Le même type d’injonction pourrait bien être retenu par la Commission européenne, saisie par Spotify, lequel dénonce les pratiques anticoncurrentielles sur l’App Store (voir La rem n°50-51, p.22). Cette obligation pourrait par ailleurs être inscrite directement dans la future directive DMA (Digital Markets Act). Au Royaume-Uni, la Competition and Market Authority (CMA) a initié une enquête, le 5 mars 2021, sur d’éventuelles pratiques antitrust d’Apple au Royaume-Uni sur le marché de la distribution des applications mobiles. La conclusion de cette enquête risque de partir du constat dressé par la CMA à l’occasion de la publication d’un rapport intermédiaire, en décembre 2021, quant à la place de Google et d’Apple sur le marché mobile au Royaume-Uni, un rapport qui dénonce un « étau » mis en place par l’intermédiaire du contrôle des OS, des navigateurs et des magasins d’applications.
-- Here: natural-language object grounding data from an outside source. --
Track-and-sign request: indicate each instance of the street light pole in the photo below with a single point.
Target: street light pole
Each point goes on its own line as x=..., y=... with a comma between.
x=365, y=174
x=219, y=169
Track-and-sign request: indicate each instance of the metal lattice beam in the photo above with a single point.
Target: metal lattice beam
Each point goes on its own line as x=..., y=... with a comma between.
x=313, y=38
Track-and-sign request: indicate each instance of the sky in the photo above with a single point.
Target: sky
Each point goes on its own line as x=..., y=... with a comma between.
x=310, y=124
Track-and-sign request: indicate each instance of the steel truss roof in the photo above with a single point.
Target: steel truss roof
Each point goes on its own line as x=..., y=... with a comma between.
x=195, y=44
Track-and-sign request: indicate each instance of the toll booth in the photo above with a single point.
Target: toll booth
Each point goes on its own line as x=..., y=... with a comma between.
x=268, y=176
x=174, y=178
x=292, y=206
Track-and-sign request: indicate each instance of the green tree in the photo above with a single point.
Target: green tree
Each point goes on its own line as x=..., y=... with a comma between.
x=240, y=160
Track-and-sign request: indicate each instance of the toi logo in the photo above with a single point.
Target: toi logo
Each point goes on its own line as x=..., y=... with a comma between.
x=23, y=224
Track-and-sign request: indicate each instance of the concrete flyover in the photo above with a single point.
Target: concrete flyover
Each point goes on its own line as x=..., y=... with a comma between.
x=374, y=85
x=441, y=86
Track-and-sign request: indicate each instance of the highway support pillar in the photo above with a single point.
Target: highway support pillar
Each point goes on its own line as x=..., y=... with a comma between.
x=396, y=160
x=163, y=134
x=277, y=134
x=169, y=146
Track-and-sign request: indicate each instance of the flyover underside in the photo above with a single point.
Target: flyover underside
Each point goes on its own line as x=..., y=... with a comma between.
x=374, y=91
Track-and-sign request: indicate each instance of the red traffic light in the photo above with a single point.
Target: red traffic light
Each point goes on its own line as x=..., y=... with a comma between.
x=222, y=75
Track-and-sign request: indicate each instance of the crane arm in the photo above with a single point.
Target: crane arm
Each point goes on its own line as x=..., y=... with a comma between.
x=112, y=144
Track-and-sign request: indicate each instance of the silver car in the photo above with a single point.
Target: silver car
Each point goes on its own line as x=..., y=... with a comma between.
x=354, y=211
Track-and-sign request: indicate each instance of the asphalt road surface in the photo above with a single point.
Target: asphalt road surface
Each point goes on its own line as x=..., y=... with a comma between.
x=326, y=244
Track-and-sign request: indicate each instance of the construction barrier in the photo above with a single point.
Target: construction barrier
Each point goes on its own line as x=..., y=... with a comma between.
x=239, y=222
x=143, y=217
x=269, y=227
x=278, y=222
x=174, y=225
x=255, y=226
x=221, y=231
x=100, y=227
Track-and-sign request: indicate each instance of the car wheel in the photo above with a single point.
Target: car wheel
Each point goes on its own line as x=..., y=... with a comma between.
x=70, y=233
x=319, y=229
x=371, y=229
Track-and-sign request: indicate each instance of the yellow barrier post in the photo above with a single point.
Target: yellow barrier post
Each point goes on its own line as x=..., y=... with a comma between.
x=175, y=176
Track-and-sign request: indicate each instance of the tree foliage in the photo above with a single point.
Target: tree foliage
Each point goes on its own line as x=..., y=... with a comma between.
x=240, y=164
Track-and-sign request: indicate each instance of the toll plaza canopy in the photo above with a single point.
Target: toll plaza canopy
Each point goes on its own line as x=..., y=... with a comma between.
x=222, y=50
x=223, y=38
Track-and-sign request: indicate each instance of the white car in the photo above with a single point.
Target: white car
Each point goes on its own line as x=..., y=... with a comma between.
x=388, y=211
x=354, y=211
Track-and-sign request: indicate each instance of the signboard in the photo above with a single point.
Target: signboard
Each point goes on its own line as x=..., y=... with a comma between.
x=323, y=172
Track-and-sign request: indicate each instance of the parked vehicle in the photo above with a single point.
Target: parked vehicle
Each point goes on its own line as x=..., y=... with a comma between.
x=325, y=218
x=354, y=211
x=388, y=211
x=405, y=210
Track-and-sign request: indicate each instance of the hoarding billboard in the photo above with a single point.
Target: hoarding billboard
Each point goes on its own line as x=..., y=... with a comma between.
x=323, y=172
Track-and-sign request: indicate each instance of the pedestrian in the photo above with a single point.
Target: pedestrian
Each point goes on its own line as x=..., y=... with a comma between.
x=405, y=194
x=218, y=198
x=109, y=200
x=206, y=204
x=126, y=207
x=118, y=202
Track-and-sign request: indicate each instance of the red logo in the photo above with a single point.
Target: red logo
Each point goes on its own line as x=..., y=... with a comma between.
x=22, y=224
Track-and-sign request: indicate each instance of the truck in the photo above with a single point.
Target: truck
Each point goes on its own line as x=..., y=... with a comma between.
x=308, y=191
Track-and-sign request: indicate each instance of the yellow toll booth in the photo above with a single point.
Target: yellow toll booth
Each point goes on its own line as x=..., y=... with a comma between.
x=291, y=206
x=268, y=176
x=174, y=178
Le rapport préconise en conséquence d’imposer la possibilité pour les utilisateurs de terminaux mobiles de télécharger des magasins d’applications concurrents, d’autoriser des systèmes de paiement alternatifs dans les applications, et enfin de limiter les possibilités de préinstaller des applications propriétaires pour les éditeurs d’OS mobiles.
De son côté, Google multiplie les initiatives en gage d’apaisement, même si le groupe est moins accusé qu’Apple sur ce sujet, mais confronté aux mêmes enjeux juridiques avec le Play Store, adossé à l’univers Android. En octobre 2021, Google a ainsi annoncé que la commission sur les abonnements, qui passe de 30 % à 15 % au bout d’un an, serait désormais de 15 % dès le premier mois et cela à compter de janvier 2022. Google indique que cette évolution est liée à la prise en compte des difficultés rencontrées par les éditeurs d’applications dans le domaine de l’éducation, des rencontres, du sport, qui peinent à retenir sur le long terme leurs utilisateurs du fait de la nature des services proposés. Google n’en oublie pas ses intérêts puisque, dans les « concessions » faites aux développeurs, il a également annoncé une baisse des commissions à 10 % pour les applications d’e-book et de streaming musical, mais à condition qu’elles participent au programme « Media Experience ». Ce programme permettait déjà, depuis le début de l’année 2021, de bénéficier d’un taux réduit de commission de 15 % en échange de la déclinaison de son application dans tous les écosystèmes Android, smartphones, mais également Android TV, Wear OS ou Android Auto.
Sources :
- « L’Apple Store visé par une enquête de l’antitrust britannique », Sébastien Dumoulin, Les Échos, 5 mars 2021.
- « Google réduit certaines commissions de son Play Store », Sébastien Dumoulin, Les Échos, 22 octobre 2021.
- « Le Royaume-Uni dénonce l’emprise de Google et d’Apple dans le mobile », Sébastien Dumoulin, Les Échos, 16 décembre 2021.
- « Apple Store : Apple perd une bataille aux Pays-Bas », Florian Debès, Les Échos, 17 janvier 2022.
- « Apple sanctionné par les Pays-Bas, faute d’ouvrir les paiements dans l’App Store », Sébastien Dumoulin, Les Échos, 25 janvier 2022.